Liz Haines and husband Nick

Liz Haines has joined Farmers Weekly‘s team of Opinion writers, alongside such well-established contributors as David Richardson, Elizabeth Elder, Charlie Flindt and Matthew Naylor. We asked her a few questions.

Tell us about your farm

We farm 170ha of grassland in a contract farming arrangement at the Hardwick Estate in Ellesmere, north Shropshire. We milk 320 cross-bred spring block calving cows through a 16:32 parlour.

What’s your background?

I studied English Literature at University, and previously worked in book publishing. I’m a new convert to farming – it has been quite a change of lifestyle.

What prompted you to pursue a career in agriculture?

My husband left his job as a trainee rural surveyor to go farming seven years ago, and we’ve been learning about spring block-calving in the UK, Ireland and New Zealand ever since.

See also: Read Liz’s first Opinion piece

I soon realised that this system could give us a better quality of life than a 9 to 5 job ever could, as well as the opportunity to grow equity in our own business.

Are you optimistic about the future?

Very. Although there is a lot of doom and gloom about the milk price at the moment, when you look at the bigger picture, the next 10 years look very positive.

I’m confident that we are in the right system of farming to make the most of the opportunities that are sure to arise when the milk price eventually comes back.

What traits do farmers need to be successful?

Business acumen – A strong understanding of the factors that impact the bottom line of their business, and the ability to manage them.

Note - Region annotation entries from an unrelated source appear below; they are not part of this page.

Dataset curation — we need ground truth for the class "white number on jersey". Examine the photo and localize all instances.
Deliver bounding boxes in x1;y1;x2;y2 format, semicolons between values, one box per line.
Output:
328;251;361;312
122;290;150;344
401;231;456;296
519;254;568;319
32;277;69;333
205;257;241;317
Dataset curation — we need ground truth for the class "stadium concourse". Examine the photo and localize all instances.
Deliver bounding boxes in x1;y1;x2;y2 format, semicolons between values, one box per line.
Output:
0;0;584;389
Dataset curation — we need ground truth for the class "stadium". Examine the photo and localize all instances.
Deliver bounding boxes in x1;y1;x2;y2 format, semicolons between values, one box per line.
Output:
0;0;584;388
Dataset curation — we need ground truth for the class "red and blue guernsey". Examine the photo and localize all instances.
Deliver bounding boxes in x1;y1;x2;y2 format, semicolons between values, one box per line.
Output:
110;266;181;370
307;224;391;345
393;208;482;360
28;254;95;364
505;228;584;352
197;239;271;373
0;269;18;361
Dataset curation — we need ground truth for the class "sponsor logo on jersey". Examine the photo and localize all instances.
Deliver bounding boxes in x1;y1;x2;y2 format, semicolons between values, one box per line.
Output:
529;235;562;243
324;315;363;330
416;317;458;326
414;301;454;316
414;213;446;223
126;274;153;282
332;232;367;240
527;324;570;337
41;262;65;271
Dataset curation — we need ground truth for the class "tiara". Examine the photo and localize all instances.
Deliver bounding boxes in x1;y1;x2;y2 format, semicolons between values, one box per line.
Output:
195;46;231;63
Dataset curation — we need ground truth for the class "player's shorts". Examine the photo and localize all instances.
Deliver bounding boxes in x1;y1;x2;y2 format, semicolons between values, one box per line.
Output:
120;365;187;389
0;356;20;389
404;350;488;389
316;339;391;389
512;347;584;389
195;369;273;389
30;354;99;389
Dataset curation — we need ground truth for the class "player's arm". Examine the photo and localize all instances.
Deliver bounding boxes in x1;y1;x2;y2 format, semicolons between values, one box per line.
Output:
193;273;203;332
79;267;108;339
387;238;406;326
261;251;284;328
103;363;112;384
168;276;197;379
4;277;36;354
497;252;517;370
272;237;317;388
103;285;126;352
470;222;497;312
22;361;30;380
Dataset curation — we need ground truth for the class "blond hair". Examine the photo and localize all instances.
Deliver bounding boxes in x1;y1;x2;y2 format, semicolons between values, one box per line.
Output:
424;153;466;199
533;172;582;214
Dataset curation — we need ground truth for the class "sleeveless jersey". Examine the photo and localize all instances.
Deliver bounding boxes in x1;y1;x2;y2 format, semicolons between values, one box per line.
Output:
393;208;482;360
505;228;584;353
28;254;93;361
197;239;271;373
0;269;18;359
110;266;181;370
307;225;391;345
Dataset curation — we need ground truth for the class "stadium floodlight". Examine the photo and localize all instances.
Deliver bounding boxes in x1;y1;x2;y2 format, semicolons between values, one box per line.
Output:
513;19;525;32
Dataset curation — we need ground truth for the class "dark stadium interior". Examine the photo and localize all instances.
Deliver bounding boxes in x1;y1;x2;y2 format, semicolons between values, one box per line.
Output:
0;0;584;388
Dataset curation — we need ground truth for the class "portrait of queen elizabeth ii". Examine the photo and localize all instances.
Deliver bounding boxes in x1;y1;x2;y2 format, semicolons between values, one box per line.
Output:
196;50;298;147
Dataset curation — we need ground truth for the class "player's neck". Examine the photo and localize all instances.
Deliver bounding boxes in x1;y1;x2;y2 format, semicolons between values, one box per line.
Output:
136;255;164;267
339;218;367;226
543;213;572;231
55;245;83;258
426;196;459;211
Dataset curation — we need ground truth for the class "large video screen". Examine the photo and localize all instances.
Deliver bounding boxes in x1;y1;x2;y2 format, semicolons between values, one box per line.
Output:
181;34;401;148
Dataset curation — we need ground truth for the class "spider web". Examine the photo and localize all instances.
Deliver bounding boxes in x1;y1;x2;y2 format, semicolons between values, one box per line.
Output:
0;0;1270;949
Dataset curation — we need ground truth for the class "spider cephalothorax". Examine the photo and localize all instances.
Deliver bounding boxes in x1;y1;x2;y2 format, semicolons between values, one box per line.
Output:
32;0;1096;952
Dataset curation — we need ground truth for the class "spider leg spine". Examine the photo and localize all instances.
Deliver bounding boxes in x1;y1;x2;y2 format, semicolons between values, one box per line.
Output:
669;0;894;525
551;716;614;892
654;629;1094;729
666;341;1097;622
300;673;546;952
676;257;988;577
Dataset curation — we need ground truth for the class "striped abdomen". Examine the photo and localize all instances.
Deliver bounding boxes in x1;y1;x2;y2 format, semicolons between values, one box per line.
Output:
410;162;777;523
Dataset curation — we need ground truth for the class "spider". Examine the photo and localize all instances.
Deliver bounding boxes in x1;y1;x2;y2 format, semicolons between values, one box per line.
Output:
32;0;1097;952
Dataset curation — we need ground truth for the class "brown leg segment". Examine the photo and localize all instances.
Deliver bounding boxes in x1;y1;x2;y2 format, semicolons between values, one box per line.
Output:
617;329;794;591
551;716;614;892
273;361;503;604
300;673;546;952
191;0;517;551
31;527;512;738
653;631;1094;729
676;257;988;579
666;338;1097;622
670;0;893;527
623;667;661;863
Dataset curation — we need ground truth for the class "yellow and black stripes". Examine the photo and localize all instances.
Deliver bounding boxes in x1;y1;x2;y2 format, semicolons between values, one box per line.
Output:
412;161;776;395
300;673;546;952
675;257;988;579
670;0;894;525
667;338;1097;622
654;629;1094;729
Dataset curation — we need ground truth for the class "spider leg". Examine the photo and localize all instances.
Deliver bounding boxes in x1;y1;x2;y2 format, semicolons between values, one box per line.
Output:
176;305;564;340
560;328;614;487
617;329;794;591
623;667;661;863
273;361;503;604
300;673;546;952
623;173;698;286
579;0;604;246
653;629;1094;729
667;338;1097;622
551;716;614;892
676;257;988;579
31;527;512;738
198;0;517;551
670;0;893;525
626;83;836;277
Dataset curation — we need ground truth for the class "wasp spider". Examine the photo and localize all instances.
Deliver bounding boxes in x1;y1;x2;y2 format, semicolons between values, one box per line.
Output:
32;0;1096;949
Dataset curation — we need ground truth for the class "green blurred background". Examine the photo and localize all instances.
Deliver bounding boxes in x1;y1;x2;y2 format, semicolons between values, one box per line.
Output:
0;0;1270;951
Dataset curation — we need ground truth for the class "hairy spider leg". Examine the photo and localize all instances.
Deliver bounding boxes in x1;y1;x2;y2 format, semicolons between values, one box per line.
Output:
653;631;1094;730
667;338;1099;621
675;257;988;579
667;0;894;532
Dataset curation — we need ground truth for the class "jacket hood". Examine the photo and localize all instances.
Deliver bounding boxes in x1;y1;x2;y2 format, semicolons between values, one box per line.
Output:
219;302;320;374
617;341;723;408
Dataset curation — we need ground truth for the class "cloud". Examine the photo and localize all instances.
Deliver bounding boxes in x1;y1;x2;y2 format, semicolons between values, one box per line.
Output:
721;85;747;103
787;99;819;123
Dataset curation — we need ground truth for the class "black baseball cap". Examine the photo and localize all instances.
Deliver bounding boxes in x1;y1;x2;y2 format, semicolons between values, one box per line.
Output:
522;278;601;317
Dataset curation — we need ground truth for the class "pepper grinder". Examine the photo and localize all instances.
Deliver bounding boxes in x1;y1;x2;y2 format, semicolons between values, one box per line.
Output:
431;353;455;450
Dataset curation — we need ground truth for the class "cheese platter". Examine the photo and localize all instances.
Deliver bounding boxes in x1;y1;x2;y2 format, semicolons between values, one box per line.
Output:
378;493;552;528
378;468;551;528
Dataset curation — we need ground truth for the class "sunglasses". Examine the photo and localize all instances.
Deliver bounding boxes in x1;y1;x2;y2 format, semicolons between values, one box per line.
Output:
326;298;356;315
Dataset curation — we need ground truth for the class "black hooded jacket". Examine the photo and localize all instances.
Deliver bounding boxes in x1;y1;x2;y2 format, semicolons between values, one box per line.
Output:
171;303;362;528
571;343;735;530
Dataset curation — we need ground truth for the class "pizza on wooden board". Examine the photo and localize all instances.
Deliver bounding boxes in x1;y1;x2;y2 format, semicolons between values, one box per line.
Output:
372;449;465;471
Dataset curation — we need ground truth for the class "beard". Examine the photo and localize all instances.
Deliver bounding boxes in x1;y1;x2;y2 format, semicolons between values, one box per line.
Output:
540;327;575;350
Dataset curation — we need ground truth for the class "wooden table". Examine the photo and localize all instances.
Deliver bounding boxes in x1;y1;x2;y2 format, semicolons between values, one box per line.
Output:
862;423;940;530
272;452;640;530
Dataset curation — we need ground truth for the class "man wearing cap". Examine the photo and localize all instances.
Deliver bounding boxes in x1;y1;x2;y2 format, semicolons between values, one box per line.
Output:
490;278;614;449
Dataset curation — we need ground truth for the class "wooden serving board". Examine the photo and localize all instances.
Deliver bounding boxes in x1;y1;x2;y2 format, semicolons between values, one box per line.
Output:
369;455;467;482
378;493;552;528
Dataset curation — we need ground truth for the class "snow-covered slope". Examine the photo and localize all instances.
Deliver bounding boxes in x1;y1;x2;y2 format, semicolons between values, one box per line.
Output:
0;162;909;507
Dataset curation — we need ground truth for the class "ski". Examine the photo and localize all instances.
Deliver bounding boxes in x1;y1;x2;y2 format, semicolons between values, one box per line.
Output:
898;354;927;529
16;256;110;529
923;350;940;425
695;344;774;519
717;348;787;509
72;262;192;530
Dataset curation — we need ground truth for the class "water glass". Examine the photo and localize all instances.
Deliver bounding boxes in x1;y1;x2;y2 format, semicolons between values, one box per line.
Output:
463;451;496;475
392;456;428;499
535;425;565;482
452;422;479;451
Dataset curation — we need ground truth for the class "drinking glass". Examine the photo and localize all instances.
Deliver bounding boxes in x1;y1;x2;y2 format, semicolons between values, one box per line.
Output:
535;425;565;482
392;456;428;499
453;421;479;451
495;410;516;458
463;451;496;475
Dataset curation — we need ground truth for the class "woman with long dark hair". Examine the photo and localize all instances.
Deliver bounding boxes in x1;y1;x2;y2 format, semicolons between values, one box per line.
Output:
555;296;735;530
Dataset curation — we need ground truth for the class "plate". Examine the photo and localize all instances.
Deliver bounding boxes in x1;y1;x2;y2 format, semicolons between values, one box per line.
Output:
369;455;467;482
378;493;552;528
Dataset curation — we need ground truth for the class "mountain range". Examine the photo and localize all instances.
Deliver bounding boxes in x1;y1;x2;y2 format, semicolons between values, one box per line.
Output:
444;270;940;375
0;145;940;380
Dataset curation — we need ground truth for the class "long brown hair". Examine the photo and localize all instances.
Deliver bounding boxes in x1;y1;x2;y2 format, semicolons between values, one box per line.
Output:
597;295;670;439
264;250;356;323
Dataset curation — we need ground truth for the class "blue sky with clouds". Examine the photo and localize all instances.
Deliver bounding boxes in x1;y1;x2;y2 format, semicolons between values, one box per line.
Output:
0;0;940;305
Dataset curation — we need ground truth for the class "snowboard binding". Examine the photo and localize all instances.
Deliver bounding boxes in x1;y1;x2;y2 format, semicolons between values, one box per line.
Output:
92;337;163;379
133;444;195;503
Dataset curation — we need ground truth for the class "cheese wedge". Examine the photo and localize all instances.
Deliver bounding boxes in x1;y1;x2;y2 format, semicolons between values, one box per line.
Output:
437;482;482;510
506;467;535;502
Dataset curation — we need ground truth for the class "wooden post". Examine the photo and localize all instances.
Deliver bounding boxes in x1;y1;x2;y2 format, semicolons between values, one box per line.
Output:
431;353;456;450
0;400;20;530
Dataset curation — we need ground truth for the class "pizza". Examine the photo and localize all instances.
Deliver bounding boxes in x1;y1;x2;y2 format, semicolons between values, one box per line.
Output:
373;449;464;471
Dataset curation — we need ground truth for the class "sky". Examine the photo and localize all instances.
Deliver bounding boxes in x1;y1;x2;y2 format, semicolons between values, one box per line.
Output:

Open mindedness – Able to embrace change and adapt their business to survive in a constantly evolving and increasingly volatile market place.

Positivity – Able to follow their own path with confidence, and not get bogged down by what other people think.

What makes you laugh?

My husband’s dancing.

What makes you angry?

People who criticise welfare/environmental standards on UK farms without ever having visited one.

Open Farm Sunday is a fantastic initiative and it’s great that so many more people from all over the country are getting the chance to see what really happens on UK farms.

What do you do when you’re not farming?

I enjoy horse riding, Pilates and cooking.

Aspirations for the future?

We currently own a percentage of the herd at Hardwick, and we hope to increase this year on year.

In the medium term, we’d like to replicate what we are doing on another farm, and ultimately build up enough capital to buy our own farm.